Deve ser utilizado codificador de posição (encoder) com resolução entre 0,2 e 2,0mm, fixado no escâner ou no próprio cabeçote, para possibilitar a correlação entre os sinais registrados com a posição dos mesmos na peça.

5.4 Software

Para análise das imagens será utilizado o próprio aparelho ou notebook com o software aplicável em versão compatível com aquisição.

6. CABEÇOTES

6.1 Os cabeçotes a serem utilizados na inspeção de soldas devem ser de ondas transversais (faixa de ângulos 38º a 72º), do tipo “1D” com 16 a 64 elementos e frequência de 2 a 10 MHz. A configuração específica deve ser estabelecida dependendo da espessura e configuração geométrica da solda, podendo ser utilizados cabeçotes de sapatas removíveis ou integrais, com bloco de atraso ou coluna de água. As instruções específicas definem os cabeçotes a serem utilizados.

6.2 Para superfícies curvas, as sapatas devem ser adaptadas para o raio de curvatura da superfície, com uma tolerância máxima de 0,5 mm de abertura entre a sapata e a superfície em qualquer ponto de contato.

7. CONDIÇÃO SUPERFICIAL

7.1 A superfície de varredura deverá estar livre de respingos de solda, carepas, oxidação ou soldas auxiliares de montagem. É necessário preparar uma faixa com extensão determinada em cada plano de varredura para cada lado da solda para a varredura. O grau de acabamento é ditado pela qualidade dos dados aquisitados, através da inexistência de linhas brancas ou falhas de aquisição maiores do que aquelas permitidas nas normas de referência. Nos cruzamentos, as soldas devem ser faceadas na mesma extensão para cada lado. O acabamento das soldas tanto do lado interno quanto externo deverá ser tal que não mascarem os resultados da inspeção.

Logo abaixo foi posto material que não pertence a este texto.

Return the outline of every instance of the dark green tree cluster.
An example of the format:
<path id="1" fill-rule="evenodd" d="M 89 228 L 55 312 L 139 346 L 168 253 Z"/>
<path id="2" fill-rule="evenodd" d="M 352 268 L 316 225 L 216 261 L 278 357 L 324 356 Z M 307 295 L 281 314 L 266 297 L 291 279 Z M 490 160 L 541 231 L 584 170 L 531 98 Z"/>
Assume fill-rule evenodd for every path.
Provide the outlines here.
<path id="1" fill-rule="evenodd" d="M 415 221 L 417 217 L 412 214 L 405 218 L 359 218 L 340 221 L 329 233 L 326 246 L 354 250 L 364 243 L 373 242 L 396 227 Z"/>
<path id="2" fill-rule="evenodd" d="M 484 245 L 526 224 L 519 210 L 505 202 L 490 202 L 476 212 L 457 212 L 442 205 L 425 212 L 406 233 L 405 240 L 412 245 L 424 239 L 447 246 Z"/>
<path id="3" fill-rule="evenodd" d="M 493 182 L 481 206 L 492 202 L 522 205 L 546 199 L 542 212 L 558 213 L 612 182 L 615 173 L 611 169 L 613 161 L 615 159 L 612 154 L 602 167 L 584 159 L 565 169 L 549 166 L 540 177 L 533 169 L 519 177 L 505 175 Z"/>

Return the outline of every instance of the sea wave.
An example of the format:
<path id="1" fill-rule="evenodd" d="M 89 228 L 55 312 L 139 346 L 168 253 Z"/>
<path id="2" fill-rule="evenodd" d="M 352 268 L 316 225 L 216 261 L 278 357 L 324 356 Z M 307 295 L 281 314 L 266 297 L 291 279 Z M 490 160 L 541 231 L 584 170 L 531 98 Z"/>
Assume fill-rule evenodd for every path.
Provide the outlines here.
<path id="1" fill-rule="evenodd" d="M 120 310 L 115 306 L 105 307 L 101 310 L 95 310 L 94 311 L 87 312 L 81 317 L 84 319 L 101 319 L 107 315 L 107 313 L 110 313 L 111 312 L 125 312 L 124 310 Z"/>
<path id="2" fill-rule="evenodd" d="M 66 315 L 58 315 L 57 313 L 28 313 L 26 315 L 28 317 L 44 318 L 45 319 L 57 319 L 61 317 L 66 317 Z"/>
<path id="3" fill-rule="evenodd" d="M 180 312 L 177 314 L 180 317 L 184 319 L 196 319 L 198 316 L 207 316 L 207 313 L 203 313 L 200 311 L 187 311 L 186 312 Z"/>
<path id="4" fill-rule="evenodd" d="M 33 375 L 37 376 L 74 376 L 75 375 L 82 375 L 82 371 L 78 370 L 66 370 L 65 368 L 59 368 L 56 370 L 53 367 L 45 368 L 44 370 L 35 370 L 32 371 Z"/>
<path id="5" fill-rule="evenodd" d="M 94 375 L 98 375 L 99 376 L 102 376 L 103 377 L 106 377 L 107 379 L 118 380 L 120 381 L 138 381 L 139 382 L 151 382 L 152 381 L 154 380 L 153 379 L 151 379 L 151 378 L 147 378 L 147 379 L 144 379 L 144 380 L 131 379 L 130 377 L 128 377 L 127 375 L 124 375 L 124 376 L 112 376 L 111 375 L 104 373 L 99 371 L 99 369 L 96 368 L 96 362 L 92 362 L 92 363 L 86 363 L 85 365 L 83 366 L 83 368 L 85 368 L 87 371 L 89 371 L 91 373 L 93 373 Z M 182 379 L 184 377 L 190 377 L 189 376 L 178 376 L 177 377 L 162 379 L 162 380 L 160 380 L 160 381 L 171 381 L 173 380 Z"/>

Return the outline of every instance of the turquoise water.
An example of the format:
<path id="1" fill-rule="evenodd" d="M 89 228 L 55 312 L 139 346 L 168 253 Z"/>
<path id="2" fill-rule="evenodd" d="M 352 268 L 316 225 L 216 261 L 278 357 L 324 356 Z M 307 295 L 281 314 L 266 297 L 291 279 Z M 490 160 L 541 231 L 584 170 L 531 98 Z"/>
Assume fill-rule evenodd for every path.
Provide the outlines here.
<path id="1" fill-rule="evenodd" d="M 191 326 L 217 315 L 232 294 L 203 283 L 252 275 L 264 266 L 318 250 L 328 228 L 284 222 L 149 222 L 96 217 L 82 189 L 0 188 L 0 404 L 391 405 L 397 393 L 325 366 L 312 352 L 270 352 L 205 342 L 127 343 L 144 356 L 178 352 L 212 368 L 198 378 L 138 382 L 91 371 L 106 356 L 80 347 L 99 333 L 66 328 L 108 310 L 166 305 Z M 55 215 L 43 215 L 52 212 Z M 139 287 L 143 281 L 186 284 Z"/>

7.2 A temperatura da superfície deve estar entre 0 e 50º C.

8. ACOPLANTE

Como acoplante, deve ser utilizado água limpa injetada entre a sapata e a superfície da peça sob exame. O uso de carboxi-metil-celulose deve ser limitado às verificações para referência, sem impacto no ensaio e não deve ser utilizado no ajuste da sensibilidade do ensaio.

9. CALIBRAÇÃO

9.1 Calibração da Aparelhagem

9.1.1 O sistema de PA deve ser calibrado anualmente conforme as práticas ASTM E-2491 ou do próprio fabricante (preferida).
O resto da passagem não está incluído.